Algunos de estos estudiosos olvidan que esta gran nación aún conserva su aire de grandeza en comparación con otras potencias, que desarrollan habilidades y estrategias después de explorar sus diversas ubicaciones y, como observamos, continúan logrando las ventajas esperadas.
Por ejemplo, en el caso de China y Rusia, especialmente esta última, que perdieron un lugar importante en la competencia por la hegemonía, esta nación bajo el liderazgo de Vladimir Putin hace un esfuerzo significativo contra una China, que continúa abordando este problema desde la perspectiva del pensamiento desarrollista, cambiando en ciertos puntos, incluso su sistema ideológico.
Desde nuestro punto de vista, Estados Unidos ha sido un poco "imprudente", por así decirlo, en esta dura carrera por mantener su hegemonía geopolítica global, y ha estado dejando de lado a sus think tanks durante años, y ahora en la era Trump.
Debemos recordar que los pensadores estadounidenses que realizaron un trabajo significativo en su época, cuyos resultados son evidentes en algunas victorias modernas, fueron gracias al pensamiento estratégico de la época de Henry Kissinger y Zbigniew Brzezinski, dos intelectuales extraordinarios cuyo legado diplomático (sobre todo) estaría ahí si volvieran a darse cuenta. Una fuerza realmente quiere estar en el contexto de la regulación global.

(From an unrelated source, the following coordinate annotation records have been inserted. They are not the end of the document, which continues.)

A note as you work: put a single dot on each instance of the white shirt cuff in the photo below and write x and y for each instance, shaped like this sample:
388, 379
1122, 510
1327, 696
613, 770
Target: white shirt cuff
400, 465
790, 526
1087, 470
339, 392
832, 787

No hace falta ser un erudito para ver el panorama actual y concluir lo que significa China en la situación actual. Estados Unidos es hoy la primera potencia mundial, con músculos extremadamente fuertes; Por supuesto, sin olvidar que primero y luego durante Deng Xiaoping, están caminando en la dirección que sus pensadores les han indicado, como, por ejemplo, en este peligroso juego para intentar finalmente arrebatarle el trono a Occidente para jugar con el tiempo, donde los tercermundistas tenemos que ser sólo peones de segunda o tercera clase.
No en vano, el coronel Pedro Baños, Tao of War, pp. 191 y 192, establecía que, "Juntos, la diplomacia, la estrategia militar, la cultura popular y el pensamiento filosófico convergen en un mismo patrón. China utiliza el vacío como herramienta de poder, mientras oculta su plenitud a la percepción de los demás. Lo que es visible para los demás no es mágico. Pero el arte de crear la realidad estratégica que China domina, no con palabras, es para quien sabe leerlo". No es magia, es un truco”, ¡genial…!

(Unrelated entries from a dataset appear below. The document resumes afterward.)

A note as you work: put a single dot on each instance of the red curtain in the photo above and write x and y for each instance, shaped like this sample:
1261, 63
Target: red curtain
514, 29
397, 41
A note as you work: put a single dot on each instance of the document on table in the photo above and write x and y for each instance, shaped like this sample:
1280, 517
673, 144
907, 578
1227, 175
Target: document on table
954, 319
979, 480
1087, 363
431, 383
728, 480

Con base en lo explicado hasta ahora, consideramos que tanto Rusia como Estados Unidos se han vuelto ambiguos dentro de un sistema político-ideológico, donde sus tomas de posesión, especialmente en la era de Trump y Putin, han estado muy carentes de pensamiento estratégico. Estas naciones se basan en la búsqueda de poder, tomando como elemento primordial el conflicto como la guerra y no la importancia de las recomendaciones dadas por sus seres pensantes.
Entendemos que el presidente de los Estados Unidos, el señor Donald Trump, debe retomar el liderazgo de su sistema político y darle la importancia necesaria a los tanques de aquellos pensadores que tan gloriosos les dieron en el pasado, porque al ritmo que observamos, y a pesar de los avances que presenta Occidente en materia de cambios hacia la derecha, pueden eventualmente convertirse en la causa de este terrible dolor de cabeza, que no puede causar dolores de cabeza. El mundo debe continuar.